Now all roads lead to France and heavy is the tread
Of the living; but the dead returning lightly dance.
Edward Thomas, Roads

Thursday, November 18, 2021

Recommended: Historical Approaches to Post-Combat Disorders by Prof. Edgar Jones



Wow!  This article is highly recommended.  Professor Edgar Jones is Professor in the History of Medicine and Psychiatry at King's College London. He has studied both conventional armed forces and terrorism, exploring how individuals cope during periods of intense stress and the impact of traumatic experiences on their wellbeing.   In 2006, he published this—highly readable for the layperson—article in which he discusses post-combat disorders from pre-WWI to the Middle East Wars of the 21st Century. His article has tremendous breadth and hundreds of interesting details about war, soldiers, and suffering I've never appreciated before.  Here is the abstract for his article.  The link to download the full ten-page paper (pdf document) follows.

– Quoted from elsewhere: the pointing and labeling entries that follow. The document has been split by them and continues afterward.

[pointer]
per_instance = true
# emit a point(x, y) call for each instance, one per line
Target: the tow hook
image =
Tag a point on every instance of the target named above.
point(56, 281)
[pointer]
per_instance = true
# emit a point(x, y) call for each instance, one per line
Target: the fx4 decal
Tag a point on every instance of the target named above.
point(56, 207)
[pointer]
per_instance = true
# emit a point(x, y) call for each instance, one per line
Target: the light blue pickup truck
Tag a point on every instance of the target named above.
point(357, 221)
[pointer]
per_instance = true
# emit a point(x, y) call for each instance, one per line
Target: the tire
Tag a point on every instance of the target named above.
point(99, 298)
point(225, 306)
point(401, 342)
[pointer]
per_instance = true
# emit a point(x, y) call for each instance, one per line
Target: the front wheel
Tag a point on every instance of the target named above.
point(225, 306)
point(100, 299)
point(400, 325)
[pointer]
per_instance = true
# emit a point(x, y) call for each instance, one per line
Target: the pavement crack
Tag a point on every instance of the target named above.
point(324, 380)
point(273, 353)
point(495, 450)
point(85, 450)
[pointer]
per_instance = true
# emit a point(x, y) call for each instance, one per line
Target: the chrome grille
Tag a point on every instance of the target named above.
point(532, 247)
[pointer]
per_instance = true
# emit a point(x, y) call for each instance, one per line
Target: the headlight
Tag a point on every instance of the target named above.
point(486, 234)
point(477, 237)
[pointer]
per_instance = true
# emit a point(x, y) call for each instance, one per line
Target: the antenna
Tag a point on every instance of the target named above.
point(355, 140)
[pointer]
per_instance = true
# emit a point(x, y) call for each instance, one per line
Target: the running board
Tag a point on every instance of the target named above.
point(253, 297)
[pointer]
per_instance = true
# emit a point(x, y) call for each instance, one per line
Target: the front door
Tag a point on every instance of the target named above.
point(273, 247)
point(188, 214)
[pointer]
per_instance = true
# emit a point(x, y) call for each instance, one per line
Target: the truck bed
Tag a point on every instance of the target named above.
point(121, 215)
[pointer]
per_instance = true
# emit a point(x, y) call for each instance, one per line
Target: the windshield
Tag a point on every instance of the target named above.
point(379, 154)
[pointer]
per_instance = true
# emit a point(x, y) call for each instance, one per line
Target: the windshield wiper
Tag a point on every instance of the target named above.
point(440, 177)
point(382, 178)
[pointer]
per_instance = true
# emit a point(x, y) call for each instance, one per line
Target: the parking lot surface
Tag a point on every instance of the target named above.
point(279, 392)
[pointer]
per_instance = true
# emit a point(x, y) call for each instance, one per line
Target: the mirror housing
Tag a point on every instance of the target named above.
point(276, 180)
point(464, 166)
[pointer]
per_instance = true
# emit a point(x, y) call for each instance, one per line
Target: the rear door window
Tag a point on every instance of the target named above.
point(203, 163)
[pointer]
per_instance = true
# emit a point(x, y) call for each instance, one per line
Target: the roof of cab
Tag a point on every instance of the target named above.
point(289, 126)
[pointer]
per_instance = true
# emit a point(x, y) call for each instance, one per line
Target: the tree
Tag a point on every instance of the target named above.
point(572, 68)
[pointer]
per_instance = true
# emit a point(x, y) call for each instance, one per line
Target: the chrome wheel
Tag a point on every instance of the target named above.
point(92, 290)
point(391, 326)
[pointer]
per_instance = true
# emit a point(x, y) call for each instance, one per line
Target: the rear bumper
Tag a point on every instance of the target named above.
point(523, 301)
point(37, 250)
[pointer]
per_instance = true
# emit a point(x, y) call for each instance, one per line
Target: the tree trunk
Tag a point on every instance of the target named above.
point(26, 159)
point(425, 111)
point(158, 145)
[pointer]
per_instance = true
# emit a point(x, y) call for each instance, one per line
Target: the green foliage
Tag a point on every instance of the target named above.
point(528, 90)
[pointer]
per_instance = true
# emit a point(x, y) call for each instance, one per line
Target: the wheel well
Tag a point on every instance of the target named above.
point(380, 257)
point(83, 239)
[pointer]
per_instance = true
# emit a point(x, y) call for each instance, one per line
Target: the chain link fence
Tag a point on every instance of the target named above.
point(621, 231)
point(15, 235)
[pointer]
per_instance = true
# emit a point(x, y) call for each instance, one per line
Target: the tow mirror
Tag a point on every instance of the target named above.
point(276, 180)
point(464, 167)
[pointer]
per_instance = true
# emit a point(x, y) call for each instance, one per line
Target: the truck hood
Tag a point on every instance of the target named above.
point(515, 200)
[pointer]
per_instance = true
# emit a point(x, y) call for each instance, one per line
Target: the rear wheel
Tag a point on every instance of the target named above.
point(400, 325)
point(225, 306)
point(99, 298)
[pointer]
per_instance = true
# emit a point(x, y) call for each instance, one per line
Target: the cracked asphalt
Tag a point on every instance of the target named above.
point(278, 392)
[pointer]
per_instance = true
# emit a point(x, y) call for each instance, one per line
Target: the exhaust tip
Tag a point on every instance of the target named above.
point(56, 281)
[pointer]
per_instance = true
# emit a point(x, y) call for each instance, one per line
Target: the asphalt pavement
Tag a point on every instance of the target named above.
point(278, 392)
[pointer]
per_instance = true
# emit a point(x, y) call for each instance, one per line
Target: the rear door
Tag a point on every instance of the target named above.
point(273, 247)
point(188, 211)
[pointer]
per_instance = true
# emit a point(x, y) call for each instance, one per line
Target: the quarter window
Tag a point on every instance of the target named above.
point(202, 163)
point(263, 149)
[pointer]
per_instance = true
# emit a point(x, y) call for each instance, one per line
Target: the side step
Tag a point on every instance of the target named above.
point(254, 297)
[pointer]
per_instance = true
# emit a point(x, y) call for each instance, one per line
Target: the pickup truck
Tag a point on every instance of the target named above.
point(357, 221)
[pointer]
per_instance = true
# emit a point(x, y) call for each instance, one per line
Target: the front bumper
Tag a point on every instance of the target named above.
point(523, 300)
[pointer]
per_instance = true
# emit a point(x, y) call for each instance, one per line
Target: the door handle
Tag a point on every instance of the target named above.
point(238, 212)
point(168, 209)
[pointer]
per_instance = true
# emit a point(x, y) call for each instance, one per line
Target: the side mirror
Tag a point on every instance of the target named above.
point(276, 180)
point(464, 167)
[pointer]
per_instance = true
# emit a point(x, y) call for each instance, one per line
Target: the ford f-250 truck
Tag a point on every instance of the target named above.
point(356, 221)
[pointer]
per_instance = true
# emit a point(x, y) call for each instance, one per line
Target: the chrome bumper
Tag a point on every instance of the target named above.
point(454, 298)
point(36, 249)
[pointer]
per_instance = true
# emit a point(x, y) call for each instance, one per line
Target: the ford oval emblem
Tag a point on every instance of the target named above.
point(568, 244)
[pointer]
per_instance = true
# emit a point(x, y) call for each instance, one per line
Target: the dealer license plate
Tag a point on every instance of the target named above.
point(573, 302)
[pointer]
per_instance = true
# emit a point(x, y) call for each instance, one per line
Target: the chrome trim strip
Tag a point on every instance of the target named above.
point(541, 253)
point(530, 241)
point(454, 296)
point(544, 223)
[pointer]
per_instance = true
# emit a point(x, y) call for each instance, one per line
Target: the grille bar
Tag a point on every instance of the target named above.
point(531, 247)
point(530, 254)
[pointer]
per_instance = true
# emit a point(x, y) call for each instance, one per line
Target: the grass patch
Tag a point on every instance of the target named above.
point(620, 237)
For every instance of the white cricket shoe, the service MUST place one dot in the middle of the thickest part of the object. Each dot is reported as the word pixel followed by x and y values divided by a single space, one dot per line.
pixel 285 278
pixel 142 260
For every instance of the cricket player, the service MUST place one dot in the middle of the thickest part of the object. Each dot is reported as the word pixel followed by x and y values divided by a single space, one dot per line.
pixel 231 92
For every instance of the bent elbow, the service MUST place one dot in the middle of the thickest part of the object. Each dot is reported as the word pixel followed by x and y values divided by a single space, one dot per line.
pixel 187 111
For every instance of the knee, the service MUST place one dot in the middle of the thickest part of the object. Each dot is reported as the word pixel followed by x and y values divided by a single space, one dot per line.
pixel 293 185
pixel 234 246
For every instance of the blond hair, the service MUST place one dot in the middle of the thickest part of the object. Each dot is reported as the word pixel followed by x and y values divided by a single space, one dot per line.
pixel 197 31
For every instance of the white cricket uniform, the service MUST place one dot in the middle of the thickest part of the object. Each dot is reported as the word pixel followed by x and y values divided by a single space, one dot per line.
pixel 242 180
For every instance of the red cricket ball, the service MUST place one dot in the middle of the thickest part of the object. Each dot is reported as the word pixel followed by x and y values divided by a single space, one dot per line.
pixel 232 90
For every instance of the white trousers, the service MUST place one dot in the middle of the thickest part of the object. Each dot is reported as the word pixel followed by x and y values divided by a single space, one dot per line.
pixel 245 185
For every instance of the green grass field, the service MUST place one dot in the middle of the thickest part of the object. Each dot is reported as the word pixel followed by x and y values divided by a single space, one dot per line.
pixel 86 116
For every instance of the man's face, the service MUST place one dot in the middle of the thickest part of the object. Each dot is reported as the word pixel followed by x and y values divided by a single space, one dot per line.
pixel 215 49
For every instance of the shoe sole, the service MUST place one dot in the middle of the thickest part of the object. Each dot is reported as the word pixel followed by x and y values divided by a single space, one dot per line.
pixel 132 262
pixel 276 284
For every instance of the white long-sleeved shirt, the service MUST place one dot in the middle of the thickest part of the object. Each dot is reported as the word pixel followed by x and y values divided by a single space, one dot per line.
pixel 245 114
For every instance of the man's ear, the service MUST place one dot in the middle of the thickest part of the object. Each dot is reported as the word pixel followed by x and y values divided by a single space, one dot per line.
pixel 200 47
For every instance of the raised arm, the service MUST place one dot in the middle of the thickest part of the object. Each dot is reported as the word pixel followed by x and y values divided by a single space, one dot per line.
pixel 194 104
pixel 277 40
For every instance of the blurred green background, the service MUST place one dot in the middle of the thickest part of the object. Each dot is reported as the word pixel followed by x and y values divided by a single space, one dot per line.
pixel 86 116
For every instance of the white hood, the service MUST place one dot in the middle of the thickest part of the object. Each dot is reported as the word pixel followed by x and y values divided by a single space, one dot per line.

Almost every major war in the last century involving western nations has seen combatants diagnosed with a form of post-combat disorder. Some took a psychological form (exhaustion, combat fatigue, combat stress reaction and post-traumatic stress disorder), while others were characterized by medically unexplained symptoms (soldier’s heart, effort syndrome, shell shock, non-ulcer dyspepsia, effects of Agent Orange and Gulf War Syndrome). Although many of these disorders have common symptoms, the explanations attached to them showed considerable diversity often reflected in the labels themselves. These causal hypotheses ranged from the effects of climate, compressive forces released by shell explosions, side effects of vaccinations, changes in diet, toxic effects of organophosphates, oil-well fires or depleted-uranium munitions. Military history suggests that these disorders, which coexisted in the civilian population, reflected popular health fears and emerged in the gaps left by the advance of medical science. While the current Iraq conflict has yet to produce a syndrome typified by medically unexplained symptoms, it is unlikely that we have seen the last of post-combat disorders as past experience suggests that they have the capacity to catch both military planners and doctors by surprise.